Now I pressed play on the title track. The effect was instant, stunning. The grace and clarity of a simple vocal melody skated the surface of deep-rumbling bass drum strength. The music spun me out of the moment and washed me onto calmer shores, burying me for its duration in a safer place that my conscious mind couldn’t dredge. Caught on the hook of this song, I was holding it, and it was holding me, and I was still here.

I listened once, then twice, and then I let go of the song, and I was left with the hard fact of him. I could even feel his name, even if I couldn’t have said it.
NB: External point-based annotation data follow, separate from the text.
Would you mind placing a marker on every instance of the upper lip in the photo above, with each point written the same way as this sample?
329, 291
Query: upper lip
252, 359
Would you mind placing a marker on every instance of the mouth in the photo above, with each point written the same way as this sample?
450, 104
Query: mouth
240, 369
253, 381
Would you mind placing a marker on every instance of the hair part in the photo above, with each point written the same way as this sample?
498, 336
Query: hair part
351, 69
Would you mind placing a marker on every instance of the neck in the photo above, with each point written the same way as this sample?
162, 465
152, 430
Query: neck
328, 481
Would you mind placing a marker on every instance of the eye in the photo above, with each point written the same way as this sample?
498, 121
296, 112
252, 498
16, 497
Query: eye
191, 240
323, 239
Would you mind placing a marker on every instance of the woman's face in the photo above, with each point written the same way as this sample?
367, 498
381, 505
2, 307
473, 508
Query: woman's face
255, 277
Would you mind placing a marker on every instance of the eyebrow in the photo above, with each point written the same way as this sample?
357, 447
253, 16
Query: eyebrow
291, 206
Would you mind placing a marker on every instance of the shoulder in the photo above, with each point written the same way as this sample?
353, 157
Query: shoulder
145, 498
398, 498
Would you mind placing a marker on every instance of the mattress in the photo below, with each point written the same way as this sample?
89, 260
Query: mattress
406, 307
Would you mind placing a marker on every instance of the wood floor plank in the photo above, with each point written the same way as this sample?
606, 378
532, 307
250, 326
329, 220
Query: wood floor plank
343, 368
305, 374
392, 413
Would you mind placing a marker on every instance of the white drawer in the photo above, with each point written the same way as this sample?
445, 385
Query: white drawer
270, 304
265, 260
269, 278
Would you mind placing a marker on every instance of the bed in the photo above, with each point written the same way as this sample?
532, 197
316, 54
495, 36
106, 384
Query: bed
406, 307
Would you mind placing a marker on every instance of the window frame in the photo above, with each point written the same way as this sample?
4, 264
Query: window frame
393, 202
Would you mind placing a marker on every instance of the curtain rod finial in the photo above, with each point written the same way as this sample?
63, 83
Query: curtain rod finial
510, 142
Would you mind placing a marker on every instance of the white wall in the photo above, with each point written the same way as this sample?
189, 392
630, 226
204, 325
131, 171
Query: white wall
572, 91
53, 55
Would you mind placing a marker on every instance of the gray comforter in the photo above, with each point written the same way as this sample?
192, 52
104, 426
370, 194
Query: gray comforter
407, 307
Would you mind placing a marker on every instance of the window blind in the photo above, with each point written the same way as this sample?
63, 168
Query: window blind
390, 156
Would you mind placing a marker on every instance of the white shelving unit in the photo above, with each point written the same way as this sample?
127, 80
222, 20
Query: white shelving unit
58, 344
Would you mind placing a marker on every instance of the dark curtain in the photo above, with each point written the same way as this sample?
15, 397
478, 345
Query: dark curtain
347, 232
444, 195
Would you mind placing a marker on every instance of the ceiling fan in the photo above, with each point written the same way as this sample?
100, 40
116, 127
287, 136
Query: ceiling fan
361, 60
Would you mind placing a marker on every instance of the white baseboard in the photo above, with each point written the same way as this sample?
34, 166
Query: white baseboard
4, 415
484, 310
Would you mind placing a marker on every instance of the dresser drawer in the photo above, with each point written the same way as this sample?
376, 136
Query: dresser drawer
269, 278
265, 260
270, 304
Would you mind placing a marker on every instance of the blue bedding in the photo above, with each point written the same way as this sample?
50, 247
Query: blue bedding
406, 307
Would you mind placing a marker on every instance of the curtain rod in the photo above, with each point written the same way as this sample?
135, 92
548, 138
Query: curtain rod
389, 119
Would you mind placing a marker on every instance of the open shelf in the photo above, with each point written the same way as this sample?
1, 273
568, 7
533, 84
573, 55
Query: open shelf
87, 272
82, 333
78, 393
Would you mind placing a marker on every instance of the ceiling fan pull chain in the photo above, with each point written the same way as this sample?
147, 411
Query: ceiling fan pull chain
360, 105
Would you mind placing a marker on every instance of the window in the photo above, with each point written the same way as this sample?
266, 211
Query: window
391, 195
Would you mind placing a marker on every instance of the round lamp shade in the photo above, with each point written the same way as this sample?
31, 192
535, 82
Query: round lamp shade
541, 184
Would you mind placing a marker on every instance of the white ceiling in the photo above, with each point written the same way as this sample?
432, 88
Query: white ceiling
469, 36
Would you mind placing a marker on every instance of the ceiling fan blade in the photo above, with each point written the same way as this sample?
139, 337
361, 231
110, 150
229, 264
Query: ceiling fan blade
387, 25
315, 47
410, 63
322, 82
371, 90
Finally I stood, and somehow, like some wandering nomad who’d never been inside this school, I got to the front lobby, past security, and through the doors. Outside, the air was almost warm, one of those fall afternoons that was just a touch too muggy to be pleasant. My body matched it, a dull thudding, and my head ached. My hands didn’t speak the same language as my brain; it took four tries of my fingers to key up Mom’s cell phone number.